Consider the Hilbert space $l_2$ with an equivalent norm
$$\Vert x \Vert = \max \{2 \Vert x \Vert_1, \Vert x \Vert_2 \},$$
where $\Vert x \Vert_1 =( \sum_{n=2}^\infty x_n^2 )^{\frac{1}{2}}$ and $\Vert x \Vert_2 = ( \sum_{n=1}^\infty x_n^2 )^{\frac{1}{2}}$, for $(x_n)_{n \geq 1} \in l_2$.
The unit ball with respect to norm $\Vert \cdot \Vert$ is $B_{\Vert \cdot \Vert}= Y \cap B_{(l_2, \Vert \cdot \Vert_2)}$, where $Y=\{x \in l_2 : \sum_{n=2}^\infty x_n^2 \leq \frac{1}{4} \}$. Then $(l_2, \Vert \cdot \Vert)$ has property (H) ( here, property (H) means the weak and norm convergence coincides on the unit sphere).
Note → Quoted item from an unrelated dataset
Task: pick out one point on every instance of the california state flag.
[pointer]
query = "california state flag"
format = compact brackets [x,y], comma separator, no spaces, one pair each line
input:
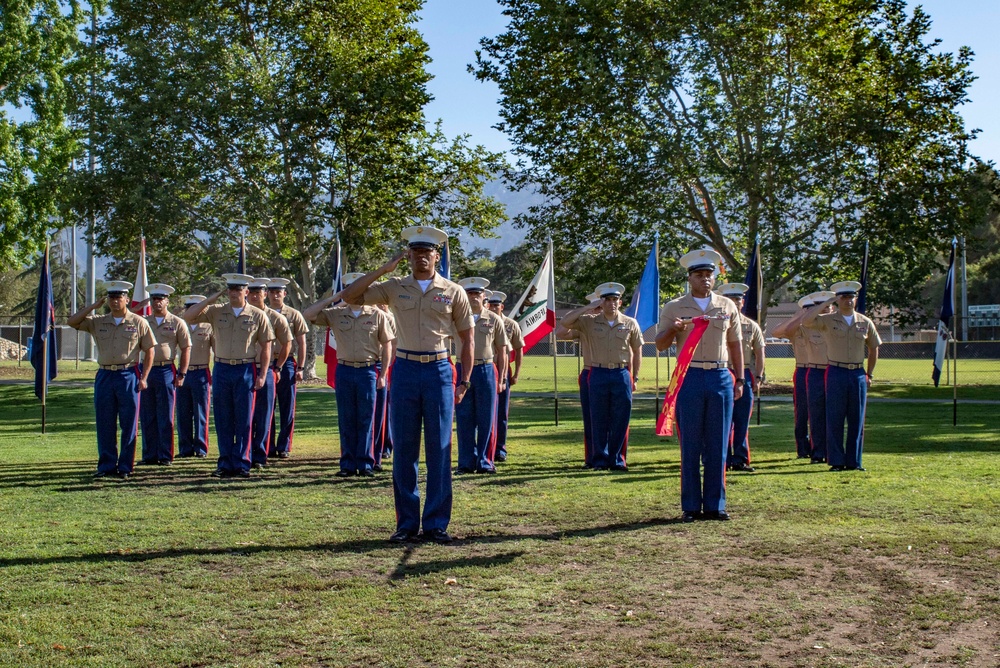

Now, I need to find whether the dual of the above norm satisfies property (H).
My approach: First, I took $f_n=e_1+e_n$ and $f=e_1$. Then for $x=e_1 $, $f(x)=f_n(x)=1$. Also, $f \in S_{X^*}$; but $f_n \not \in S_{X^*}$, so the example fails to verify property (H) on the dual space. Next, I tried to prove that the dual has property (H). I took $f_n$ and $f$ on the dual sphere such that $f_n \xrightarrow{w} f$. We need to show: $\Vert f_n - f \Vert \to 0$. But I cannot understand how I can visualise this on the dual space. Kindly guide me.